Posted: 08 Feb 2020 15:10
by diellar
Hi guys,

I m new in programming so sorry for stupid questions.

My Problem is:

I want to rename several PDFs. I would like to examine the content of the PDFs, more precisely a date within the PDFs to rename them with this date.
The date within the PDFs cannot be displayed with a simple text editor. The date can only be displayed with a PDF reader or the file must be converted.

Is it even wise or possible to do this with a batch file or do I need something like Python?

Thanks a lot in advance.

Greets

diellar

Re: How to search in pdf and use found string for renaming

Posted: 08 Feb 2020 15:30
by penpen
If the content of your PDFs are not encrypted and if the text is not rendered based on binary data representation,
then you should be able to use batch for that task (you could open your PDFs in notepad.exe to see if the search string could be found there),
although other script languages like vbs or jscript might be more usefull;
dbenham's hybrid jscript/batch-script "JREPL.BAT" could help you:
viewtopic.php?f=3&t=6044

penpen

Re: How to search in pdf and use found string for renaming

Posted: 08 Feb 2020 16:00
by diellar
Hi,

thanks for your fast answer.

Yes, I already tried to open it with a simple text editor.
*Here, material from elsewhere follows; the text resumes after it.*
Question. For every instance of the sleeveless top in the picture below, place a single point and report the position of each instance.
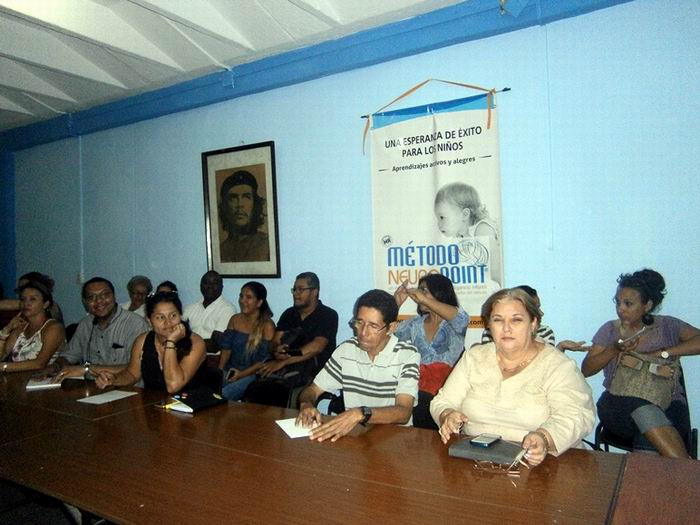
(236, 342)
(27, 348)
(152, 374)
But the relevant information was not shown there respectively was not shown
unencrypted.
So I downloaded a free converter which converts pdf into .txt. So the problem still is that I want to do this automatically.
I searched a little bit in the web and I think maybe I should use Python for this task

I also had the idea to start and control the conversion program via batch. However, I don't know how to do that using the
batch command. I think that would also be very complex or not feasible.

Greets

diellar

Re: How to search in pdf and use found string for renaming

Posted: 09 Feb 2020 14:12
by penpen
diellar wrote:
08 Feb 2020 16:00
I also had the idea to start and control the conversion program via batch. However, I don't know how to do that using the
batch command. I think that would also be very complex or not feasible.
It might be complex and not feasible, some programs not even support command line arguments at all;
but we currently can't know that, because we don't know which program you might have downloaded.
However you might smply search for command line arguments for your tool using google (or similar)-
Python also sounds like a good choice (depending on the compiler and interfaces you are using).